Devlet denilen olgu; halkın -belli bir düzen içinde , güvelikli ortamda, malı mülkü belli kurumlarca koruma altında VELHASIL– daha iyi yaşaması için oprganize edilmiş kurumlar bütününden ibaret.
Kutsal falan değil yani .
Bu organizasyonun işlemesi için gereken parayı halk karşılıyor mesela.
Ama her ne hikmetse kendi parası ile yaşattığı devleti birilerinin telkini ile kutsallaştırmışız.
Anlaşılır gibi değil.
………….
Halk, kendisine her anlamda hizmet versin diye vergi ödediği kurumdan hesap sormaya, hakkını aramaya korkuyor.
Öyle olunca da böyle oluyor işte.
En fazla, kamu kurumlarının dedikodusunu yapıyor. O kadar.
………..
Ve faturayı kesecek yeri de bilmeyince kabulleniveriyor oyalanmayı,
asık suratlılığı,
hor görülmeyi
hatta aşağılanmayı…
Oysa çaresiz değil; çare kendisi…
İşveren , görev veren, ücret veren… hepsi kendisi.
…………..
Lakin görev verilenler için durum farklı.

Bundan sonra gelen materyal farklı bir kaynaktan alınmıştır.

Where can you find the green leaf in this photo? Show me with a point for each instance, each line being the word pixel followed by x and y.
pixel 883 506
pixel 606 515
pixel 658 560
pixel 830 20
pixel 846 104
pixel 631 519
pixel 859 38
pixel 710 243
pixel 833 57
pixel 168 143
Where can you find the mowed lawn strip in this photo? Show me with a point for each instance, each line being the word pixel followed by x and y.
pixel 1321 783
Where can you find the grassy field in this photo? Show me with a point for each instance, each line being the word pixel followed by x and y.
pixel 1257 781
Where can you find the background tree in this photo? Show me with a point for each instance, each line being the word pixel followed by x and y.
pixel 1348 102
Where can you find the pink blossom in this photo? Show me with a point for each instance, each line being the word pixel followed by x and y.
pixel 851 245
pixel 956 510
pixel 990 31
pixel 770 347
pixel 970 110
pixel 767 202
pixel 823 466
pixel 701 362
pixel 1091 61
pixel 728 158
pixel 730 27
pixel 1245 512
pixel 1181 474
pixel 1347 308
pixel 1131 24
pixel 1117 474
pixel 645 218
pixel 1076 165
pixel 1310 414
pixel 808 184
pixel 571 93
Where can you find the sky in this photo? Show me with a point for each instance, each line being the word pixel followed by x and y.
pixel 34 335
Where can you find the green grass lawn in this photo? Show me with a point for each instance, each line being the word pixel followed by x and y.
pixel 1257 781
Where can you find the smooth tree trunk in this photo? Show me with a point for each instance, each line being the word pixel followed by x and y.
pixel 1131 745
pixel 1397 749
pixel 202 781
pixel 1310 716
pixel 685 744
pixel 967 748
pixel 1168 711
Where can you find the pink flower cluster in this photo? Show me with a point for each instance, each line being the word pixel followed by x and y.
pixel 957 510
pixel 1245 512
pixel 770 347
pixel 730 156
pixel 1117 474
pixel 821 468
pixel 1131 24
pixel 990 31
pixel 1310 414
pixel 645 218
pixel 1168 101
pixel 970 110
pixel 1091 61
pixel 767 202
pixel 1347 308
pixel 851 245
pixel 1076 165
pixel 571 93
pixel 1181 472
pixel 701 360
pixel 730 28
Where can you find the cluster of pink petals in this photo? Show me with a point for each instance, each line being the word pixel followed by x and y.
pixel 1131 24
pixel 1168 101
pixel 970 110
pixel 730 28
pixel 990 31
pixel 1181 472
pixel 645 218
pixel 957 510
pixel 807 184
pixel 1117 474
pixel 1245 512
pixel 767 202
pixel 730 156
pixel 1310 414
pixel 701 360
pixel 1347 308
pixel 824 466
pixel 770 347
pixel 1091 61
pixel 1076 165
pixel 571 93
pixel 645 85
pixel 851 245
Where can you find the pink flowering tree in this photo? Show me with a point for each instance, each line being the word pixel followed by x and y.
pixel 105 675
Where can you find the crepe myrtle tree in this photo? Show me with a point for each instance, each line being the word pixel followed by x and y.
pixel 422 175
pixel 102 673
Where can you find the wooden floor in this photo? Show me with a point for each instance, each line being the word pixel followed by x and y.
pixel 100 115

Kamu kurum yöneticileri yönettikleri personeli halka en sağlıklı hizmet için motive edemiyorsa,
personelini yönlendiremiyorsa ,
gerektiğinde hesap soramıyorsa…
vurdumduymaz değilse,
art niyetli değilse,
insafsız değilse,
çaresizdir.
……..
Aynı durum iktidarın siyasi sorumluları için de geçerlidir
Çaresizseniz kabul edin.
Çare arayın.
Bulamıyorsanız, itiraf edin.
İlgisiz kalmayın!
Kibirli olmayın.
Asıl patronun halk olduğunu unutmayın.
Basının demokrasinin dördüncü gücü olduğunu aklınızdan çıkarmayın.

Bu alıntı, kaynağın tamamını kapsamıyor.